Она насупилась, потом отвела взгляд и принялась рассматривать стену ангара. Валин засомневался, так ли уж хорошо сработал его тактический ход. Кто знает, что у нее в голове?
– Как ты думаешь, у тебя найдется на это время? – решил поднажать он. – Я с радостью возмещу тебе затраченные усилия…
– Чем? Деньгами? Или твоей императорской милостью? – насмешливо оборвала Гвенна, сверкая зелеными глазами. Валин хотел ответить, но она перебила его: – Мне ничего от тебя не нужно. Я сделаю это, но только потому, что мне интересно. Я сама хочу знать. Ты понял?
Валин покорно кивнул.
– Я понял.
Почти все утро Гвенна провела, ныряя среди затопленных обломков Менкерова трактира. По тому, сколько времени она находилась под водой без воздуха, можно было заподозрить в ней дальнюю родственницу рыб – пару раз она не всплывала на поверхность так долго, что Валин уже начинал думать, что она застряла в предательском подводном лабиринте из обрушившихся балок и перекладин. Один раз он даже снял рубашку, готовясь нырнуть за ней, но не успел он подойти к берегу, как она показалась на поверхности, в двадцати шагах от того места, где погрузилась, мрачно отфыркиваясь и вытряхивая из волос соленую воду.
Немногочисленные прохожие, занятые чем-то сомнительным, что лишь с натяжкой можно было назвать делами, с угрюмым любопытством останавливались посмотреть. Какой-то старик в изорванной матросской куртке спросил Валина, не задумали ли они с Гвенной обшаривать трупы в поисках драгоценностей, и тут же закудахтал, обнажив гнилые зубы, радуясь собственной шутке. Валин чувствовал себя разоблаченным. Он предлагал прийти сюда ночью, но Гвенна язвительно заметила, что в мутной воде залива трудно что-то разглядеть даже в полдень. Если трактир действительно заминировали, а тот, кто это сделал, случайно проходил бы сейчас мимо, для него было бы более чем очевидно, что Валин что-то подозревает. Тем не менее Валину ничего не оставалось, кроме как сжав зубы наблюдать за тем, как Гвенна работает. Утро сменилось днем, и к моменту, когда она наконец вылезла из воды, ее губы были синими, а тело колотила дрожь.

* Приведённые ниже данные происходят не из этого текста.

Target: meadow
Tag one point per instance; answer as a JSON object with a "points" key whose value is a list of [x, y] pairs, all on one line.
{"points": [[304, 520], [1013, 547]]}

– Ну что ж, – сказала она, наклоняя голову набок и выжимая воду из волос таким жестом, как будто скручивала шею курице, – если кто-то действительно подложил что-то в эту Шаэлеву лачугу, он использовал такие материалы, о которых я никогда не слышала.
– Какова вероятность, что это так? – осторожно спросил Валин.
– Какова вероятность, что ты завтра утром спутаешь свой член с яйцами?
Валин уставился на темную воду залива. Из-под воды торчало несколько обгорелых балок, между сваями, словно накипь, покачивался слой трухи и щепок – обломки рухнувшего трактира, еще не унесенные приливами в открытое море. Никто из местных жителей не сделал попытки расчистить завалы, но это было нормально для Крючка. Несколько лет назад в паре кварталов отсюда случился пожар, выгорел целый ряд домов. Обитатели острова переворошили обгорелые развалины в поисках чего-нибудь ценного, после чего оставили каркасы гнить.
– Ты нашла там внизу хоть что-нибудь? – спросил Валин.
– Трупы, – коротко ответила Гвенна. – Больше дюжины.
Валин перевел взгляд на плещущие волны. Он представил себе ужас людей, оказавшихся в ловушке среди горящих бревен, понимающих, что сейчас их утащит на дно и они утонут.
– Плохая смерть.
Гвенна пожала плечами.
– Это были плохие люди.
Валин помолчал. Обитатели Крючка были, без всяких сомнений, люди грубые: карманники, чересчур полагавшиеся на удачу на материке; пираты, уставшие от своего ремесла или обнищавшие настолько, что уже не могли снова пуститься в плавание; картежники, скрывающиеся от долгов шлюхи и жулики, надеющиеся прибрать к рукам ту мелкую монету, что осталась у кого-нибудь в карманах. Это были отчаянные и опасные люди, почти без исключения, но «отчаянный» далеко не всегда означает «плохой».
– Ты обыскивала тела? – спросил он.
– Только одного, – Гвенна пожала плечами. – Он был должен мне деньги. Не сказать, чтобы они принесли ему много пользы.
– А что насчет самого здания? – спросил он, подходя на шаг ближе и понижая голос. Немощеный проулок сейчас пустовал, но вокруг было слишком много незапертых ставней, слишком много распахнутых дверей покачивались на ветру, поскрипывая петлями.